Stillwater News Press

Garden

March 15, 2014

Grow! 03-16-14

Hydrangea pruning depends on variety

Hydrangeas are an elegant addition to the garden. Last year we added several new varieties to our collections at The Botanic Garden at Oklahoma State University. The hydrangeas in our gardens belong to four different species and each of these has slightly different requirements when it comes to pruning.

The first group of hydrangeas belongs to the species Hydrangea arborescens.These are often called smooth hydrangeas, or wild hydrangeas, because the plant is native to the southern U.S., including parts of Oklahoma. Smooth hydrangeas also are known as “Annabelle,” which is actually a cultivar of Hydrangea arborescens. Several new introductions have been made in recent years, including Incrediball® hydrangea, which has massive flower heads up to a foot in diameter.

Smooth hydrangeas bloom on what is called new wood or new growth, which is the new growth produced in the spring. To encourage abundant blooms and keep plants to a manageable size, smooth hydrangeas are typically cut back to the ground in late winter to early spring. If a larger shrub is desired, cut back some of the stems to the ground, and leave others at varying lengths, from 1 to 2 feet.
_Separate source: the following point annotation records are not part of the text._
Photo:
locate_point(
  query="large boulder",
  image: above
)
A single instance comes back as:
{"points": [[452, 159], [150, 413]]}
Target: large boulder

The most commonly planted hydrangea is Hydrangea paniculata, also called panicle hydrangeas. Again, this group is often incorrectly called by a common name derived from an old cultivar. The name PeeGee comes from the plant Hydrangea paniculata ‘grandiflora,’ with PeeGee standing for “paniculata grandiflora.” However, many nurserymen started adopting this name for all “paniculata” cultivars and so a new common name has evolved. Panicle hydrangeas are pruned differently from smooth hydrangeas. And, we have more options when it comes to pruning panicle hydrangeas.

Panicle hydrangeas can be lightly pruned to maintain an ideal shape, while allowing the plant to grow rather large, up to 10 or 15 feet, depending on the cultivar. Plants can be pruned more severely to encourage a compact plant form and larger flower heads. Panicle hydrangeas can be cut back to the ground, but the new growth is weak and can be unstable under the weight of the flowers. For this reason, many gardens prefer to leave a framework of old growth for support. To do this, simply cut the stems back to a height of 18 to 24 inches. This will keep stems upright during bloom. Another option is to prune your hydrangea into a tree. The panicle hydrangeas are the only species that can be pruned into a tree form with a single or multi-stemmed trunk.

The pruning method also will vary depending upon the cultivar being grown. We have two very different panicle varieties at TBG — Little Lime™ Hydrangea (Hydrangea paniculata ‘Jane’) is a newer dwarf version of Limelight, but reaching a mature size of only 3 to 5 feet. Obviously, it requires much less pruning to maintain a compact form. We have a larger woody cultivar toward the back of the garden called Pinky Winky™. This cultivar matures at about 6 to 8 feet tall. It responds very well to hard pruning. Cutting it back by one-third to one-half will encourage larger flower production. All panicle varieties are best pruned in early spring, as they bloom on new wood.

The big-leaf hydrangeas, or Hydrangea macrophylla, are the most diverse of the hydrangeas, including two common types, mopheads and lace-caps. Big-leaf hydrangeas bloom on old wood, meaning they bloom on stems produced during last season. Pruning in the spring would remove the flower buds, leaving us with a bloomless plant this year. Instead, prune big-leaf hydrangeas in the summer, after they finish blooming and strong new shoots are developing from the crown or base of the plant. Remove the weaker shoots, both old and new, by cutting them at the base. You’ll want to leave several stems of old productive wood, as well as strong new stems that will flower next season. As the plant ages, gardeners can remove up to one-third of the stems each season to keep the plant productive.

The Oakleaf hydrangea, otherwise known as Hydrangea quercifolia, is a hardy shrub grown as much for its lush foliage as its flowers. In the spring, you can prune out any deadwood, but these also bloom on old wood, so any pruning of living tissue now would remove flowers. Oakleaf hydrangeas require very little pruning. If you wish to improve the shape of the plant, prune it in the summer after the plant finishes flowering.

Kimberly Toscano is assistant extension specialist and host of the OETA television program Oklahoma Gardening, which airs at 11 a.m. Saturdays and 3:30 p.m. Sundays, and assistant director of The Botanic Garden at Oklahoma State University.